New York clinic that treated Joan Rivers to lose accreditation

NEW YORK -- The New York clinic where Joan Rivers underwent a procedure right before her death will lose its federal accreditation at the end of the month.

Yorkville Endoscopy was granted a brief reprieve last week, but on Monday the federal Centers for Medicare Services (CMS) reversed that.

"Yorkville Endoscopy no longer meets the conditions for a supplier of ambulatory surgical center services," the Centers for Medicare Services said in a statement. "As of Jan. 31, the Manhattan medical facility will no longer be eligible to receive federal funds for services provided to Medicare and Medicaid beneficiaries."

Last month, Yorkville Endoscopy had proposed a plan of correction to the federal Department of Health and Human Services that included an unannounced survey conducted by federal officials. If the survey found that corrections have been made and that the clinic was in substantial compliance with federal regulations, the facility would no longer face termination of federal Medicare and Medicaid funding.

In a statement following Monday's ruling, the clinic wrote "We are continuing to work with all regulatory bodies. We intend to communicate with CMS and appropriate authorities to have the decision reversed. Yorkville continues to be a licensed facility and perform procedures while cooperating with the regulatory process."

Rivers, a comedian known for her show on E! called "Fashion Police," died in September after going into cardiac arrest during a procedure at the facility.

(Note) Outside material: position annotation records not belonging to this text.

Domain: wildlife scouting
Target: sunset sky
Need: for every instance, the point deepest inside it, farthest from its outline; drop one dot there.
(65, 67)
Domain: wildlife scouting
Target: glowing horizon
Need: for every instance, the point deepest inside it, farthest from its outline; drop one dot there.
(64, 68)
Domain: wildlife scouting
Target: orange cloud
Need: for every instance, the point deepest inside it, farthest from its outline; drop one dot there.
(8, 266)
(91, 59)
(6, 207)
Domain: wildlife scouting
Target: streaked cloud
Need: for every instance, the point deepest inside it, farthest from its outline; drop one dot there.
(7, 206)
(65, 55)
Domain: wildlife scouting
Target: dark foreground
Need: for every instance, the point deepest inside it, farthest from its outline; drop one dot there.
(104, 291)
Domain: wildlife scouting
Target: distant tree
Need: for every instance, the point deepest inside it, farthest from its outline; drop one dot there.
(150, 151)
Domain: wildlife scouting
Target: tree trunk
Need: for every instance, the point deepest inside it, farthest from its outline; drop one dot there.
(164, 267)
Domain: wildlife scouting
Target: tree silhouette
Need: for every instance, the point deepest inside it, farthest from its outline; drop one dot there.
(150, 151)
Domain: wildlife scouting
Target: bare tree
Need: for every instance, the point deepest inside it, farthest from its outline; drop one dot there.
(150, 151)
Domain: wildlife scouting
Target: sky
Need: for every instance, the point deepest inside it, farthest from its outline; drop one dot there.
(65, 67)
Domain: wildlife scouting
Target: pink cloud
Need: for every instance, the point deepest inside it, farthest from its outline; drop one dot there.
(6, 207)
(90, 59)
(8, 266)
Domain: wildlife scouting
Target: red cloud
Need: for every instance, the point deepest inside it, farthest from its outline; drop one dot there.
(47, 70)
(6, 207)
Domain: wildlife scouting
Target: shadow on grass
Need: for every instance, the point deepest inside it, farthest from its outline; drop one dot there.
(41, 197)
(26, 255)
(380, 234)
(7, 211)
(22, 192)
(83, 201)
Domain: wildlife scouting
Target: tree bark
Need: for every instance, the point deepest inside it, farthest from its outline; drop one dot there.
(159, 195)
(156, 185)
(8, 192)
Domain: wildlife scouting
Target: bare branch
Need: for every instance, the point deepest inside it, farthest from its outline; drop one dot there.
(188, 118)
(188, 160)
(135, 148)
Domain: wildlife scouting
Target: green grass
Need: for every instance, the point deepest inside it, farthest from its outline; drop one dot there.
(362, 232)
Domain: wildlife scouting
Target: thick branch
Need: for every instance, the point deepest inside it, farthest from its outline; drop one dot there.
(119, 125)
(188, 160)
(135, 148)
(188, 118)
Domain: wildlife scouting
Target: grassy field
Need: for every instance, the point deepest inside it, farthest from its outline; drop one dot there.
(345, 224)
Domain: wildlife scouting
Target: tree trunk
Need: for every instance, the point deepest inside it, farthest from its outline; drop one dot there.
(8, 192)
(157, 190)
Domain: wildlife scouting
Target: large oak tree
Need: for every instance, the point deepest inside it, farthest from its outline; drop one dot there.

The New York City Medical Examiner's report on the investigation into Rivers' cause of death concluded that the comedy legend died from low blood oxygen during the medical procedure. The report said the death was caused by "anoxic encephalopathy due to hypoxic arrest during laryngoscopy and upper gastrointestinal endoscopy with propofol sedation for evaluation of voice changes and gastroesophageal reflux disease."

The report said the manner of death is therapeutic complication.

The finding was that Rivers was sedated with propofol before she died of low blood oxygen during a procedure to treat voice changes and acid reflux.

Anoxic encephalopathy means that she did not have sufficient oxygen to her brain tissue for a prolonged period of time, which caused damage to her brain.

The classification of a death as a therapeutic complication means that the death resulted from a predictable complication of medical therapy, the autopsy concluded. The classification is not commonly used; more deaths are certified as homicides, suicides or natural causes.

Rivers' daughter, Melissa Rivers, has hired a prominent malpractice attorney to investigate.

The Associated Press contributed to this report.